商品名 | HSBC インドオープン |
イーストスプリング インド株式 |
アムンディ りそなインド |
野村 インド株投資 |
新光 ピュア・インド |
---|---|---|---|---|---|
基準価額 | 20,809円 | 16,387円 | 10,531円 | 26,320円 | 13,849円 |
騰落率 | +30.9% | +28.2% | +26.9% | +29.7% | +23.5% |
分配金再投資 騰落率 |
+32.7% | +28.2% | +26.9% | +32.1% | +23.4% |
手数料 | 3.0% | 0% | 3.0% | 3.0% | 2.0% |
信託報酬 | 2.0% | 1.22% | 1.13% | 2.0% | 1.15% |
信託財産 留保額 |
0% | 0.5% | 0% | 0.5% | 0.5% |
1年間の 分配金額 |
14,417円 | 0円 | 0円 | 18,997円 | 0円 |
分配金の 健全度 |
0% | 0% | 0% | 0% | 0% |
3年間の 分配金額 |
-46,749円 | -41,600円 | -63,900円 | -38,009円 | -59,500円 |
3年後の 100万円 分配金除く |
2,242,947円 | 2,106,998円 | 2,047,415円 | 2,181,825円 | 1,883,653円 |
予想利回り | 9.9% (-45%~35%) |
7.3% (-40%~30%) |
5.6% (-35%~28%) |
8.9% (-40%~35%) |
3.9% (-40%~25%) |
上図で「新光ピュア・インド株式ファンド」を比較したが、まず基準価額は1年前から23%の上昇を果たしたが、この伸び率は上図でも最下位だ。手数料は2.0%と他社と同レベルだが、信託報酬が新興国が投資対象なのに安めなのは一応はプラスだ。とはいえ、それだけでは他社との差は埋められず、直近1年のパフォーマンスが3年継続したなら他社とのパフォーマンスは大きく水をあけられる。

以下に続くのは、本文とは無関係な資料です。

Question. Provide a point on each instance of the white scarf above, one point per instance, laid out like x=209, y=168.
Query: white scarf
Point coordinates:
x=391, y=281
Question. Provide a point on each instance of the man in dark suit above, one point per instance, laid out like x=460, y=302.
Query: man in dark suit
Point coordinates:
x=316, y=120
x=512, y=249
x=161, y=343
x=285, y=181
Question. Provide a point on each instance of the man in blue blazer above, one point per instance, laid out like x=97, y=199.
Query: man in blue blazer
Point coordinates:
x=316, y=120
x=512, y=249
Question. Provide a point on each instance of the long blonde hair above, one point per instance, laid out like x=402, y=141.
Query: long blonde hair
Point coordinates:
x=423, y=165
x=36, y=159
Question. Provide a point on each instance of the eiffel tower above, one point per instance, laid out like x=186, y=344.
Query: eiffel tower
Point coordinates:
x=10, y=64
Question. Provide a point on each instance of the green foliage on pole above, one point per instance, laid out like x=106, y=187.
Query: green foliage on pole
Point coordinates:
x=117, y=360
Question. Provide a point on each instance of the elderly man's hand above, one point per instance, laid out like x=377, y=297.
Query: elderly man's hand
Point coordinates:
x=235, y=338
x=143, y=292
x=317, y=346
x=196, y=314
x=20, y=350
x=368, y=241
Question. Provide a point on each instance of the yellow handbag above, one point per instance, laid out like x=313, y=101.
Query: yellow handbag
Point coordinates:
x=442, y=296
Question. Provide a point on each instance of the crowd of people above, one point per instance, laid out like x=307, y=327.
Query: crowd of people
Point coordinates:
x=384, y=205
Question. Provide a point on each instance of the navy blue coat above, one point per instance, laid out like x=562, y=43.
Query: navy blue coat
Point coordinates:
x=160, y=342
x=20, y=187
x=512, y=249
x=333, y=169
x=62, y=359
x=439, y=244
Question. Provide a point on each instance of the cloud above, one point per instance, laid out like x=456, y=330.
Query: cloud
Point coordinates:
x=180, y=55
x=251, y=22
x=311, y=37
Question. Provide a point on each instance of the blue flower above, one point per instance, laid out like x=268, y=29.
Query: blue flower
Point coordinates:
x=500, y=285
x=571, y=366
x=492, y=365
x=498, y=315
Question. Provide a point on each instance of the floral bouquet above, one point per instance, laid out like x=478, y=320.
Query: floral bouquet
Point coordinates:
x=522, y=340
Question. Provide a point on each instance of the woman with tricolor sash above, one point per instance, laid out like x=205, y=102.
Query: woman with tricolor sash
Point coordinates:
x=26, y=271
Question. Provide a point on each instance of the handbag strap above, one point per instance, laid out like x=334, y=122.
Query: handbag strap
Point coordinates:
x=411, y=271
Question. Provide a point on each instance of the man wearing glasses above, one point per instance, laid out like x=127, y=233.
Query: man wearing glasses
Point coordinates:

もちろん、プラスではなく逆に振れる可能性も大いにある。その際にはプラス分が丸々マイナスになると考えた方がいいだろう。ハイリスク・ハイリターンである点は他社の投信と同様に考えておく必要がある。
結論としては、他のインド株式型の投信よりも数字が劣るためイマイチな投信といえそうだ。同じハイリスクを負うなら少しでもパフォーマンスが良好なものを選んだ方が賢明だ。重ねてになるが、直近は数十%の驚異的な上昇をしているが、これがマイナスになる可能性も十二分にある点を忘れずにおきたい。超長期の目線で保有するか、超短期で逃げるかも購入前には熟慮しておく必要もありそうだ。